For an album focused on extreme, dark emotions, there are also lush moments of comfort. Chief among them is “LOVE”, where the concept is surprisingly straightforward (a casual, intimate love ballad) and the music takes the opportunity to wallow in deep levels of luxury. It’s delicately sung by Lamar and guest vocalist Zacari (who last year sang the hook on Isaiah Rashad’s Kendrick-featuring “Wat’s Wrong”, an excellent preview for the tone of DAMN.).
The title DAMN. is our reaction to his verbal gymnastics, his brazenness. And it’s a question, are we damned? Have we damned ourselves? A central question Lamar poses to himself, and to us, is where God fits in our world today, what God means.
With its chorus “this is what God feel like”, “GOD” the song can’t help but feel like it’s equating divinity to the sound of modern-day hip-hop — basking in the groove, in the feel of the track (produced by Ricci Riera). It’s easy to get caught up in Lamar’s dexterous, dense rhymes, but the music throughout DAMN. is glorious, stunning. Steered by his constant collaborators (Soundwave, DJ Dahi, Tiffith) and by some of the sharpest and most interesting hip-hop producers of the day (Mike WILL Made-It, the Alchemist, 9th Wonder), the music feels focused and ambitious, with sounds to match every emotion and idea Lamar tackles.
The density of his raps is balanced well by the music. The tracks keep up with his tonal shifts. It’s his first album to have this many songs that sounds like HITS, from the first two singles (“HUMBLE”, “DNA”) to the impeccable Rihanna duet “LOYALTY” and the gorgeous “LOVE”.

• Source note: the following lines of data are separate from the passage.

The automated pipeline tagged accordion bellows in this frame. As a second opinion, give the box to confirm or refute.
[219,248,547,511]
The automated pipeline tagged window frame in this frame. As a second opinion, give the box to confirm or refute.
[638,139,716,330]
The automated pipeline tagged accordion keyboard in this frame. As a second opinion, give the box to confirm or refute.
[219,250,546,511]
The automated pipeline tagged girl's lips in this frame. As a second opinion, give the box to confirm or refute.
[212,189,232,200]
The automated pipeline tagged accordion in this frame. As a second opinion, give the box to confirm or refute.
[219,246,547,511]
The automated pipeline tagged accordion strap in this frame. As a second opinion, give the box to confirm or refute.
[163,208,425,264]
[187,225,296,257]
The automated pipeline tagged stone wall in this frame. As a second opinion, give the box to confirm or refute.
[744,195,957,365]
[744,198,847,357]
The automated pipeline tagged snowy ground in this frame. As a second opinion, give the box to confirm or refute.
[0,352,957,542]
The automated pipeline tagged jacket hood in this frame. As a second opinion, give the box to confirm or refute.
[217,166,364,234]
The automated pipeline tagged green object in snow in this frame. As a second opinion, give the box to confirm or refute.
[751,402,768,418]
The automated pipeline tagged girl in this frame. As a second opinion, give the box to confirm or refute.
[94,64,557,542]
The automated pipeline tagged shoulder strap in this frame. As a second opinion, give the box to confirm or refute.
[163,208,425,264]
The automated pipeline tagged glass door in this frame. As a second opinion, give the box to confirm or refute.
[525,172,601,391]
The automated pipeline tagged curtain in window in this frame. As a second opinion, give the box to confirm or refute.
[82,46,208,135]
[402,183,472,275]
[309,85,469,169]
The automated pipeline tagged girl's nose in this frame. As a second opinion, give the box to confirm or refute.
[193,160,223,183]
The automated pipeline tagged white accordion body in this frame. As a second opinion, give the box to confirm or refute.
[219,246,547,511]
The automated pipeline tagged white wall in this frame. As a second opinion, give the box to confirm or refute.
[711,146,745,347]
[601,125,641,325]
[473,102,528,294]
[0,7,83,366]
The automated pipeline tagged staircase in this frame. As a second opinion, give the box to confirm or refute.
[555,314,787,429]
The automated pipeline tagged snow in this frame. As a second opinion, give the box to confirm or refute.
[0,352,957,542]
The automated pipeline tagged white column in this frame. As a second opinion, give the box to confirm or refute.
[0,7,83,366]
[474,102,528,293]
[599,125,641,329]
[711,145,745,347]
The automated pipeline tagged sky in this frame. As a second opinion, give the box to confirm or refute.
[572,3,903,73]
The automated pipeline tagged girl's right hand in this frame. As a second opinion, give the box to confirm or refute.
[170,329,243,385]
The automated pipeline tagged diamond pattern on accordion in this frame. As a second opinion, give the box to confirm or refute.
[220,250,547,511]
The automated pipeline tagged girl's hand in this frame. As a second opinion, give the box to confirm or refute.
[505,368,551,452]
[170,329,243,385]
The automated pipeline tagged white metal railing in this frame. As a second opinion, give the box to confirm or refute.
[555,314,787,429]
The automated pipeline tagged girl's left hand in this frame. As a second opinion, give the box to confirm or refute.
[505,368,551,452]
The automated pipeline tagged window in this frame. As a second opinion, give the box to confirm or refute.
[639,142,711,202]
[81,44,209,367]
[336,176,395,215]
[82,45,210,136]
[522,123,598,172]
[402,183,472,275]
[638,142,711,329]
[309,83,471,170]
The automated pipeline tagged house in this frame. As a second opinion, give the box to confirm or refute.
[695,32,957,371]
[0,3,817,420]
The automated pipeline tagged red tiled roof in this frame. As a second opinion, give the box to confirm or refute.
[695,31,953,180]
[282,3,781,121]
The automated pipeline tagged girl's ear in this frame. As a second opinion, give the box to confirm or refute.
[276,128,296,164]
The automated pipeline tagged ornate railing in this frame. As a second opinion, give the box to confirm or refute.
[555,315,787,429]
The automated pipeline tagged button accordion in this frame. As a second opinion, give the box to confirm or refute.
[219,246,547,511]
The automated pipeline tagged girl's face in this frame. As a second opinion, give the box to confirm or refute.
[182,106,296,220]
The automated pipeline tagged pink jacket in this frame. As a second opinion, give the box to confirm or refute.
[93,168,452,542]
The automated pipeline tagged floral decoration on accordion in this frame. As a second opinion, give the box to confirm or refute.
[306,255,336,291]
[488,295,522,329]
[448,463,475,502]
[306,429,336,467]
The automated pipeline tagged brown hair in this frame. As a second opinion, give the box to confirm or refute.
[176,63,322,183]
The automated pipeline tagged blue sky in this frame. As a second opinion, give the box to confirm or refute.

All of Kendrick Lamar’s albums were put together with the album format in mind. DAMN. feels set up like a classic hip-hop album. And along with its strange little samples, backwards vocals and other mysteries, there are scattered references to and emulations of hip-hop from the present and past. And there’s Kid Capri…

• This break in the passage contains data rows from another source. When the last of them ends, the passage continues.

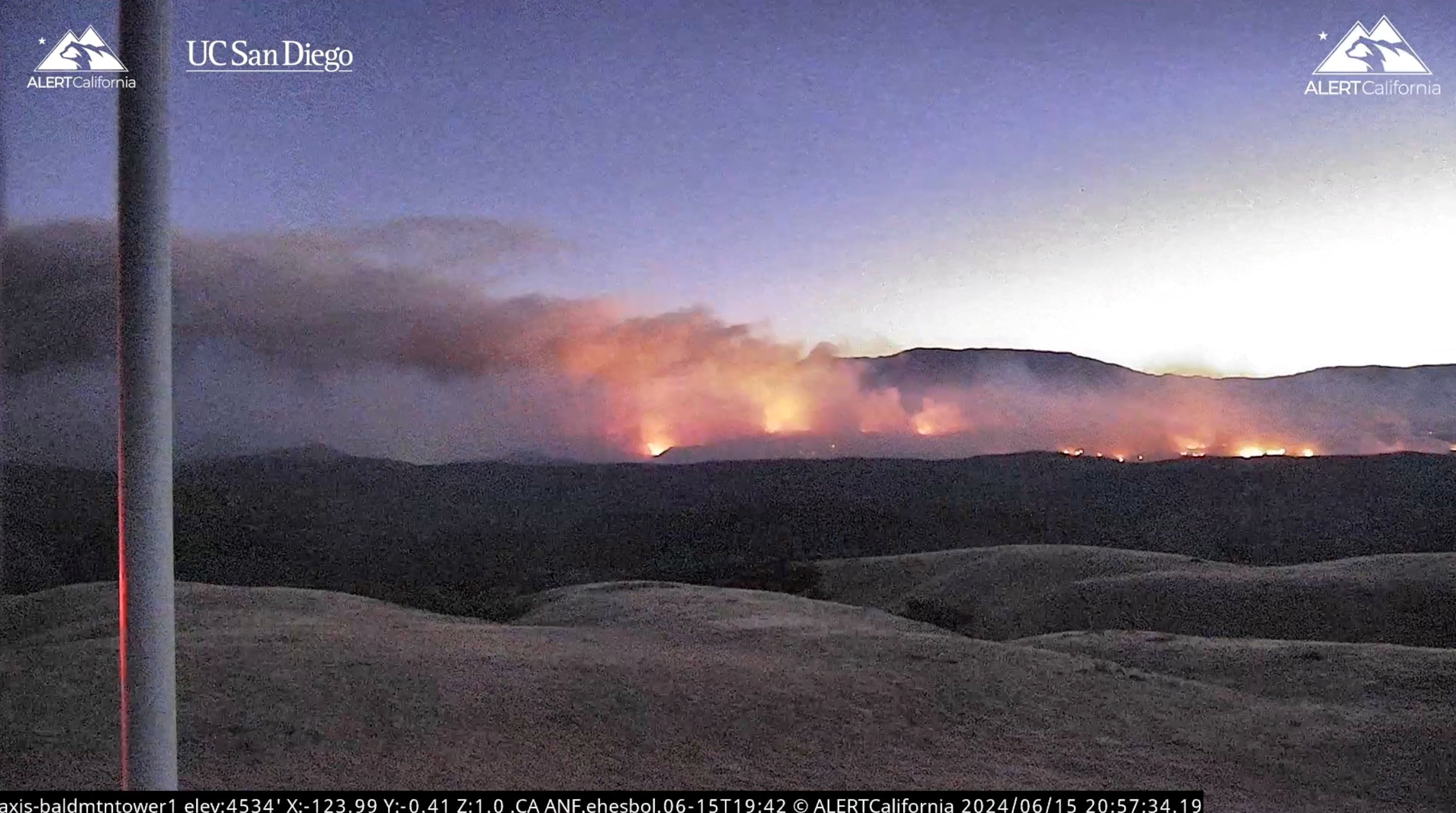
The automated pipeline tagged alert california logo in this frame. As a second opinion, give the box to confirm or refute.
[1304,16,1442,96]
[25,26,137,90]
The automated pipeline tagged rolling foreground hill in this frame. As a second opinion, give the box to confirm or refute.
[812,545,1456,647]
[0,582,1456,812]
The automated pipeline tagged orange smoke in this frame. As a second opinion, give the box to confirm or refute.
[552,310,962,457]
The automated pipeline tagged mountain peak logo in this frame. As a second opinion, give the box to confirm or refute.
[1313,16,1431,76]
[35,26,127,73]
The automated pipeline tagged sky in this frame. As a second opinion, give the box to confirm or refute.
[0,0,1456,375]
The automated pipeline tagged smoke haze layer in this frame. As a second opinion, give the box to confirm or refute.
[0,218,1456,465]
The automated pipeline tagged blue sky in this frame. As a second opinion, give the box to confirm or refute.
[0,0,1456,374]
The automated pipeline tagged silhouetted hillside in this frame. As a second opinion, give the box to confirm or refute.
[6,450,1456,615]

The emotional power of Kid Capri’s voice, for hip-hop fans, is immense the moment we first hear it on DAMN., at the start of the third track “YAH”. His voice carries the weight of history and the music’s legacy. All of a sudden there he is, like he was dropped in from an early ‘90s mixtape — “New shit! New Kung Fu Kenny!” It happens so quickly, we stop and say “what? Damn.”
And from time to time there he is again, the hypeman now also echoing Kendrick’s thoughts: “Ain’t nobody praying for me…Y’all know what happens on Earth stays on Earth!” Kid Capri’s inclusion within DAMN. is a small, brilliant thing which resonates deeply in many directions — within an album that resembles a focused collection of small, brilliant things.